202206-alt-fr-1.PNGLes marchés restent nerveux, les investisseurs jugeant que la Fed est en retard dans la lutte contre l'inflation. La hausse des prix pèse sur la confiance et l'épargne des consommateurs, entraînant l’abaissement des prévisions de croissance. La Fed s'est engagée à organiser un atterrissage en douceur de l'économie compatible avec son calendrier de hausse des taux. Ses décisions permettront essentiellement de contrôler l'inflation par la demande, sachant qu’elle n’est pas en mesure de maîtriser l'inflation liée à l’offre, qui est aggravée par la guerre et les perturbations de la chaîne logistique liées à la COVID. Les autorités monétaires américaines doivent néanmoins « tracer une ligne dans le sable » pour éviter un effondrement total du marché.

Les marchés des actions ont montré deux visages au cours du mois. Après avoir été le théâtre de ventes agressives liées à la publication de mauvais résultats et de prévisions pessimistes par plusieurs entreprises de référence, ils ont enregistré un rebond en fin de mois. Les actions chinoises ont clôturé le mois en légère hausse, grâce aux espoirs d'assouplissement des restrictions sanitaires et de relâchement des contraintes réglementaires visant le secteur de la technologie. Les actions américaines de duration longue appartenant aux secteurs de la technologie et de la biotechnologie ont à nouveau souffert.
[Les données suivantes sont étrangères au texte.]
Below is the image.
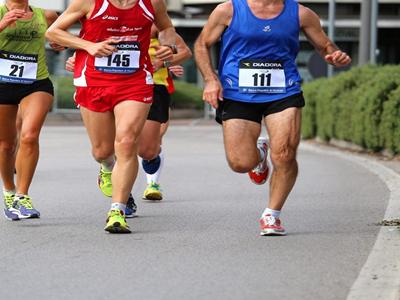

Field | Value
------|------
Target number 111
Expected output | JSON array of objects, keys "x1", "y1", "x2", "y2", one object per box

[{"x1": 253, "y1": 73, "x2": 271, "y2": 86}]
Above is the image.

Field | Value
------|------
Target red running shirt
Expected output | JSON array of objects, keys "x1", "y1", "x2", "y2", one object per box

[{"x1": 74, "y1": 0, "x2": 154, "y2": 87}]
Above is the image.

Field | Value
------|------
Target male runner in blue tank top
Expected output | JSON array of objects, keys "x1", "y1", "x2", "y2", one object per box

[{"x1": 194, "y1": 0, "x2": 351, "y2": 235}]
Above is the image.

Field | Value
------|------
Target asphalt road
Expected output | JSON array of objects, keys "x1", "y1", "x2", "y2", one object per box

[{"x1": 0, "y1": 126, "x2": 389, "y2": 300}]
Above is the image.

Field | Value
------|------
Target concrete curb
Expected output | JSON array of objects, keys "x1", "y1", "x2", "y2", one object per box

[{"x1": 300, "y1": 142, "x2": 400, "y2": 300}]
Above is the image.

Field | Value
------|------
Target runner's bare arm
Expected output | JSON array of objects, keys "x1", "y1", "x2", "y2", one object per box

[
  {"x1": 151, "y1": 0, "x2": 176, "y2": 60},
  {"x1": 0, "y1": 9, "x2": 26, "y2": 32},
  {"x1": 153, "y1": 34, "x2": 192, "y2": 70},
  {"x1": 44, "y1": 9, "x2": 58, "y2": 26},
  {"x1": 299, "y1": 5, "x2": 351, "y2": 67},
  {"x1": 44, "y1": 10, "x2": 66, "y2": 51},
  {"x1": 194, "y1": 1, "x2": 233, "y2": 108},
  {"x1": 46, "y1": 0, "x2": 117, "y2": 57}
]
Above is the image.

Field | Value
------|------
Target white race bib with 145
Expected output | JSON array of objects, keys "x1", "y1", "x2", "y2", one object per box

[
  {"x1": 95, "y1": 42, "x2": 140, "y2": 74},
  {"x1": 239, "y1": 59, "x2": 286, "y2": 94},
  {"x1": 0, "y1": 50, "x2": 38, "y2": 84}
]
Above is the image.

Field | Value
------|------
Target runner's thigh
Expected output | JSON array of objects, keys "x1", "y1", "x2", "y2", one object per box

[
  {"x1": 265, "y1": 107, "x2": 301, "y2": 156},
  {"x1": 223, "y1": 119, "x2": 261, "y2": 161}
]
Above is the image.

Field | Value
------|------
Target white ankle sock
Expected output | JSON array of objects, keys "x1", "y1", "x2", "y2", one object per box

[
  {"x1": 111, "y1": 202, "x2": 126, "y2": 213},
  {"x1": 100, "y1": 155, "x2": 115, "y2": 172},
  {"x1": 261, "y1": 207, "x2": 281, "y2": 218},
  {"x1": 257, "y1": 147, "x2": 265, "y2": 162},
  {"x1": 3, "y1": 187, "x2": 15, "y2": 195},
  {"x1": 146, "y1": 149, "x2": 164, "y2": 184}
]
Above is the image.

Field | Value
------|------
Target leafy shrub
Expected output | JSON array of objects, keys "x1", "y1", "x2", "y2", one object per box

[{"x1": 302, "y1": 65, "x2": 400, "y2": 153}]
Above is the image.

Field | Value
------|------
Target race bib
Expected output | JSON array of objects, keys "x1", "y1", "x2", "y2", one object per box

[
  {"x1": 239, "y1": 59, "x2": 286, "y2": 94},
  {"x1": 95, "y1": 42, "x2": 140, "y2": 74},
  {"x1": 0, "y1": 50, "x2": 38, "y2": 84}
]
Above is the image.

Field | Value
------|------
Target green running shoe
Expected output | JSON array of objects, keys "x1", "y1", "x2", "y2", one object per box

[
  {"x1": 143, "y1": 182, "x2": 162, "y2": 201},
  {"x1": 13, "y1": 195, "x2": 40, "y2": 219},
  {"x1": 3, "y1": 191, "x2": 20, "y2": 221},
  {"x1": 97, "y1": 167, "x2": 112, "y2": 197},
  {"x1": 104, "y1": 209, "x2": 131, "y2": 233}
]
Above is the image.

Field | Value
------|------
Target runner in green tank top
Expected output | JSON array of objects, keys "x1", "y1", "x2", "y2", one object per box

[{"x1": 0, "y1": 0, "x2": 61, "y2": 220}]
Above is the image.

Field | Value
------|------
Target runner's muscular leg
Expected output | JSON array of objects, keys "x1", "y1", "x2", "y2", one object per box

[
  {"x1": 139, "y1": 120, "x2": 161, "y2": 160},
  {"x1": 81, "y1": 107, "x2": 115, "y2": 163},
  {"x1": 15, "y1": 92, "x2": 53, "y2": 195},
  {"x1": 112, "y1": 101, "x2": 150, "y2": 203},
  {"x1": 0, "y1": 104, "x2": 18, "y2": 190},
  {"x1": 223, "y1": 119, "x2": 261, "y2": 173},
  {"x1": 265, "y1": 107, "x2": 301, "y2": 210}
]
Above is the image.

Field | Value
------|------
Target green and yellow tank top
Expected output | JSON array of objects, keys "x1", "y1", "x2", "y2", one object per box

[
  {"x1": 0, "y1": 5, "x2": 49, "y2": 84},
  {"x1": 149, "y1": 38, "x2": 168, "y2": 87}
]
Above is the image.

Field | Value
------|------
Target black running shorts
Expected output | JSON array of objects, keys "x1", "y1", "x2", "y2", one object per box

[
  {"x1": 215, "y1": 93, "x2": 305, "y2": 124},
  {"x1": 147, "y1": 84, "x2": 171, "y2": 123},
  {"x1": 0, "y1": 78, "x2": 54, "y2": 105}
]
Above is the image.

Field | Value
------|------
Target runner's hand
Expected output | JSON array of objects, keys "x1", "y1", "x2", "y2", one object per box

[
  {"x1": 325, "y1": 50, "x2": 351, "y2": 67},
  {"x1": 203, "y1": 79, "x2": 223, "y2": 109},
  {"x1": 152, "y1": 58, "x2": 164, "y2": 72},
  {"x1": 49, "y1": 43, "x2": 67, "y2": 51},
  {"x1": 151, "y1": 45, "x2": 174, "y2": 61},
  {"x1": 85, "y1": 39, "x2": 118, "y2": 58},
  {"x1": 168, "y1": 65, "x2": 185, "y2": 77},
  {"x1": 65, "y1": 55, "x2": 75, "y2": 72},
  {"x1": 0, "y1": 9, "x2": 26, "y2": 31}
]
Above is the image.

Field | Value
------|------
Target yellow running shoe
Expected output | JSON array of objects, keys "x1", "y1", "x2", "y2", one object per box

[
  {"x1": 104, "y1": 209, "x2": 131, "y2": 233},
  {"x1": 143, "y1": 182, "x2": 162, "y2": 201},
  {"x1": 97, "y1": 167, "x2": 112, "y2": 197}
]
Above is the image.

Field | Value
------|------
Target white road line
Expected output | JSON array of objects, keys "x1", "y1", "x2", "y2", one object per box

[{"x1": 300, "y1": 143, "x2": 400, "y2": 300}]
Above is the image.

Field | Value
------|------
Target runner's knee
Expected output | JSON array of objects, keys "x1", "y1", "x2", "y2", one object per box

[
  {"x1": 19, "y1": 130, "x2": 39, "y2": 146},
  {"x1": 139, "y1": 145, "x2": 160, "y2": 160},
  {"x1": 115, "y1": 135, "x2": 137, "y2": 156},
  {"x1": 0, "y1": 140, "x2": 16, "y2": 155},
  {"x1": 271, "y1": 146, "x2": 296, "y2": 168},
  {"x1": 92, "y1": 145, "x2": 114, "y2": 162}
]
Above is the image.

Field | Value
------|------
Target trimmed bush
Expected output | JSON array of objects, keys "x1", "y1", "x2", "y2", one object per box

[{"x1": 302, "y1": 65, "x2": 400, "y2": 153}]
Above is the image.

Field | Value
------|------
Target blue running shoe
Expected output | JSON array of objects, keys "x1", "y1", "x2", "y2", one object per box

[
  {"x1": 142, "y1": 155, "x2": 161, "y2": 175},
  {"x1": 125, "y1": 194, "x2": 137, "y2": 218},
  {"x1": 3, "y1": 192, "x2": 19, "y2": 221},
  {"x1": 13, "y1": 195, "x2": 40, "y2": 219}
]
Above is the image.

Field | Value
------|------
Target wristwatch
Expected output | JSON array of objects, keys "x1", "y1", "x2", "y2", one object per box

[
  {"x1": 163, "y1": 60, "x2": 171, "y2": 68},
  {"x1": 163, "y1": 44, "x2": 178, "y2": 54}
]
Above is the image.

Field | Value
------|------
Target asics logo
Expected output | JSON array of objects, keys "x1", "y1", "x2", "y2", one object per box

[{"x1": 103, "y1": 15, "x2": 119, "y2": 21}]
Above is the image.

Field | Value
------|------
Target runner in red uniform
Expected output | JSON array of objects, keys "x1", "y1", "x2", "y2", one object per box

[{"x1": 47, "y1": 0, "x2": 176, "y2": 233}]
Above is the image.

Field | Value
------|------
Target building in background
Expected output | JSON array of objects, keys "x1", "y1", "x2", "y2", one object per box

[{"x1": 31, "y1": 0, "x2": 400, "y2": 82}]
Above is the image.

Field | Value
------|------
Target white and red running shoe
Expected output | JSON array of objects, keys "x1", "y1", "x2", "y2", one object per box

[
  {"x1": 260, "y1": 215, "x2": 286, "y2": 235},
  {"x1": 249, "y1": 137, "x2": 270, "y2": 184}
]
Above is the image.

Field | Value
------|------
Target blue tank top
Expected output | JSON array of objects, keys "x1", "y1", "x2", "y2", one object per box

[{"x1": 219, "y1": 0, "x2": 301, "y2": 103}]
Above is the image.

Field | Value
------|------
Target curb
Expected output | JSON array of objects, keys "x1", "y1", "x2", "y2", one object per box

[{"x1": 300, "y1": 142, "x2": 400, "y2": 300}]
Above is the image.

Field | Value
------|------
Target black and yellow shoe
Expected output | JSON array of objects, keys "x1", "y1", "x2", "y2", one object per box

[
  {"x1": 143, "y1": 182, "x2": 162, "y2": 201},
  {"x1": 104, "y1": 209, "x2": 131, "y2": 233}
]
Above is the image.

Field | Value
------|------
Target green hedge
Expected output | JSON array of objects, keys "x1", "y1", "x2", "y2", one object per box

[
  {"x1": 302, "y1": 65, "x2": 400, "y2": 154},
  {"x1": 52, "y1": 76, "x2": 204, "y2": 109}
]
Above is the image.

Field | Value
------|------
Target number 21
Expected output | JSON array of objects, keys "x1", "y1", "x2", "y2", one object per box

[{"x1": 10, "y1": 65, "x2": 25, "y2": 77}]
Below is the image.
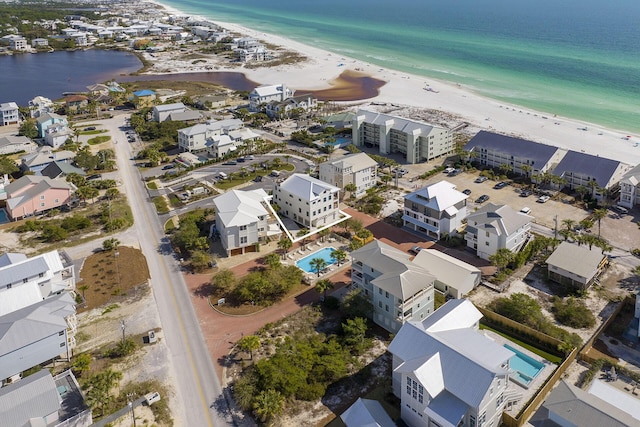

Au niveau sectoriel, l'énergie et les services publics ont surperformé le marché, tandis que les valeurs liées à la consommation ont été pénalisées par les prévisions négatives concernant les dépenses de consommation.

Sur les marchés développés, les rendements souverains ont encore progressé sur la partie courte de la courbe. Les mouvements les plus importants ont été observés sur les taux européens.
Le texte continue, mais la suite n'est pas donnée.